Alexandre Jollien: "Une vie spirituelle, c'est être rebelle"

Philosophe et écrivain, le Valaisan était de passage à l’Université de Fribourg, où il a étudié, pour une conférence. Nous l’avons rencontré.

Le valaisan de 50 ans a aussi une histoire avec Fribourg: c’est ici qu’il a étudié, il y a plus de vingt ans. © Frapp

Alexandre Jollien connaît le handicap depuis sa naissance. Atteint d’une infirmité motrice cérébrale due à un étranglement par le cordon ombilical, il a dû surmonter des obstacles toute sa vie. Philosophe, écrivain, figure de l’inclusion, le Valaisan de 50 ans a aussi une histoire avec Fribourg : c’est ici qu’il a étudié, il y a plus de vingt ans.

La semaine dernière, il est revenu dans son canton d’adoption pour une conférence à l’Université, avec des questions très intimes: comment bâtir une spiritualité quand le handicap fait partie de votre vie? Comment trouver la joie au quotidien et bâtir une société plus libre?

Frapp: Quel est le message que vous souhaitiez transmettre à l’auditoire lors de votre conférence?

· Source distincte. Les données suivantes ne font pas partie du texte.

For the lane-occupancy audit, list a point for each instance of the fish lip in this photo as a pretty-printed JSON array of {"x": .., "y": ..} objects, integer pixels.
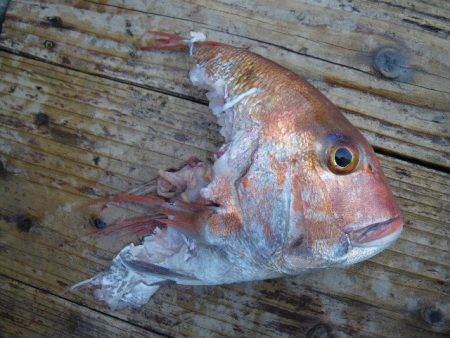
[{"x": 376, "y": 234}]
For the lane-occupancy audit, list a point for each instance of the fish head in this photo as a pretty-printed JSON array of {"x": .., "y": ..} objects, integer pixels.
[{"x": 342, "y": 210}]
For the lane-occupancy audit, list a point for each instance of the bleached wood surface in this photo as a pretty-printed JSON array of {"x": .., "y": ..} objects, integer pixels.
[{"x": 84, "y": 113}]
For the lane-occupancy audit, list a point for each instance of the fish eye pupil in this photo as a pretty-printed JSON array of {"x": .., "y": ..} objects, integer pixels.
[{"x": 343, "y": 157}]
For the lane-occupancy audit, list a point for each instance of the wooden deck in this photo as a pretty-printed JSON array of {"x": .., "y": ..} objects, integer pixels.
[{"x": 83, "y": 113}]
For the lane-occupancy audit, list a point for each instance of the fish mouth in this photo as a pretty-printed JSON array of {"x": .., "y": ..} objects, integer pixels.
[{"x": 377, "y": 234}]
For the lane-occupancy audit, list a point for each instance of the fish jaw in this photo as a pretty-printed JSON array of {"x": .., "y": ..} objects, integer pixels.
[{"x": 377, "y": 234}]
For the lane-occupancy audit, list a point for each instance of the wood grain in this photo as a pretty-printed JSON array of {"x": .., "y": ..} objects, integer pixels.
[
  {"x": 29, "y": 312},
  {"x": 392, "y": 115},
  {"x": 91, "y": 115},
  {"x": 392, "y": 288}
]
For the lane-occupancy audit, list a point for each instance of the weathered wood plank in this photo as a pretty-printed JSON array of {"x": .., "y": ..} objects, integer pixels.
[
  {"x": 394, "y": 292},
  {"x": 389, "y": 111},
  {"x": 28, "y": 312}
]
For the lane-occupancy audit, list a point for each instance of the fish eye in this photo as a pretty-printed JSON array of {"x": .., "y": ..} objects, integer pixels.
[{"x": 342, "y": 159}]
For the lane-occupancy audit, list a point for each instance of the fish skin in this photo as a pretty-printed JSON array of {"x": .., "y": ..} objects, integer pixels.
[
  {"x": 276, "y": 188},
  {"x": 271, "y": 204}
]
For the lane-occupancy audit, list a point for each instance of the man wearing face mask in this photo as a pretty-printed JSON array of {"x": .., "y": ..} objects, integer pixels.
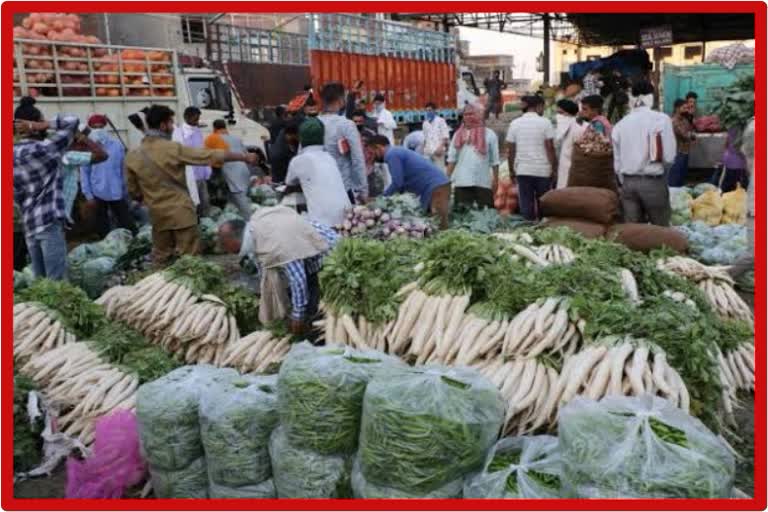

Alexandre Jollien: Il y a un concept chez Nietzsche, celui de la Grande Santé. Il la distingue de la bonne santé qui met pas mal de monde sur la touche. Ma conférence était une invitation à inscrire chacune et chacun dans une dynamique de Grande Santé, de ne plus voir à travers les étiquettes, par exemple lui est handicapé, elle est dépressive. Et de voir comment la spiritualité et la philosophie nous fournissent des outils pour rejoindre l’être humain au-delà de ces étiquettes fourre-tout et mortifères.

En quoi la spiritualité est-elle importante pour une personne en situation de handicap?

Je pense qu’une vie spirituelle a deux volets. La première est de descendre au fond du fond, comme dirait Maître Eckhart, c’est-à-dire au-delà du moi social et des étiquettes. Et le deuxième volet est de s’engager dans une existence solidaire et je pense qu’il y a du boulot à faire pour que chacune et chacun ait un lieu d’accueil dans notre société et ne soit plus stigmatisé en raison de quoi que ce soit.

Selon vous, que manque-t-il en Suisse, à Fribourg, en matière d’inclusion?

Je crois qu’il y a déjà du boulot qui a été fait. Le défi, c’est une plus grande visibilité des personnes handicapées et vraiment d’avoir une société sans à-côté réservé à ces personnes, mais qu’elles soient véritablement intégrées. Le terme "intégré" démontre d'ailleurs bien qu’il y a encore du travail à faire.

Dans vos écrits, vous parlez souvent de la vulnérabilité, que vous voyez comme une force constructive. Comment est-ce qu’elle s’incarne dans notre quotidien, notamment dans un monde qui valorise avant tout la performance?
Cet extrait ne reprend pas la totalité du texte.